Asing Lebih Tertarik Taruh Dana ke Vietnam Ketimbang RI

Jakarta, CNBC Indonesia - Aliran masuk modal asing di pasar surat berharga negara-negara kawasan ASEAN masih terkonsentrasi ke Vietnam ketimbang Indonesia.
Berdasarkan catatan tim ekonom Bank Mandiri, aliran modal asing yang masuk ke bond market ASEAN memang terkonsentrasi ke Indonesia dan Vietnam, namun Vietnam kemasukan paling banyak.
Aliran modal asing yang masuk ke pasar obligasi Vietnam per Agustus 2025 mencapai US$ 26,4 miliar, sedangkan ke Indonesia hanya US$ 700 juta. Sedangkan ke Malaysia outflow US$ 1,2 miliar, Thailand US$ 200 juta, dan Filipina US$ 800 juta.
"Inflows yang paling besarnya terjadi tetap di Vietnam," kata Kepala Ekonom Bank Mandiri Andry Asmoro dalam acara Mandiri Macro and Market Brief 3Q25 Indonesia Economic Outlook, Kamis (28/8/2025).
Sejak awal tahun, Vietnam menikmati inflows yang sangat besar dan konsisten di atas level US$ 25 miliar. Pada Januari 2025, nilai yang masuk mencapai US$ 25,1 miliar, Februari US$ 25,6 miliar, Maret US$ 25,6 miliar, April US$ 26 miliar, April US$ 26 miliar, Mei US$ 26 miliar, Juni US$ 26,1 miliar, dan Juli US$ 26,4 miliar.
Sementara itu, Indonesia juga sebetulnya konsisten menikmati inflow sejak awal tahun, namun nilainya kecil-kecil. Januari 2025 hanya US$ 100 juta, Februari US$ 500 juta, Maret US$ 100 juta, April US$ 400 juta, Mei US$ 1,8 miliar, Juni sempat outflow US$ 400 juta, dan Juli inflow kembali US$ 100 juta.
Derasnya aliran masuk modal asing yang masuk ke Vietnam itu dipicu oleh prospek pertumbuhan ekonomi Vietnam yang jauh lebih cepat ketimbang Indonesia maupun negara-negara ASEAN lainnya.
Berdasarkan catatan Bank Mandiri, konsensus pasar keuangan dan ekonomi memperkirakan, pertumbuhan ekonomi Vietnam akan mencapai 6,5% pada 2025, 6,2% pada 2026, dan 6,3% pada 2027.
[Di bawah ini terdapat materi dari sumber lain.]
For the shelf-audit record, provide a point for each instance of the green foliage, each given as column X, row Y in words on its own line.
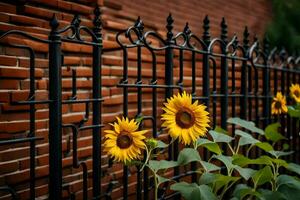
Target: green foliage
column 194, row 191
column 284, row 29
column 188, row 155
column 272, row 134
column 210, row 145
column 246, row 124
column 215, row 183
column 288, row 186
column 293, row 111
Laju pertumbuhan itu meninggalkan negara-negara ASEAN lainnya, bahkan jauh lebih tinggi dari prospek pertumbuhan ekonomi Indonesia yang pada tahun ini hanya akan di kisaran 4,8%, 2026 sebesar 4,9%, dan pada 2027 forecastnya di level 5%.
"Vietnam karena memang market melihat ada ekspektasi pertumbuhan ekonomi yang relatif lebih tinggi," kata Asmo.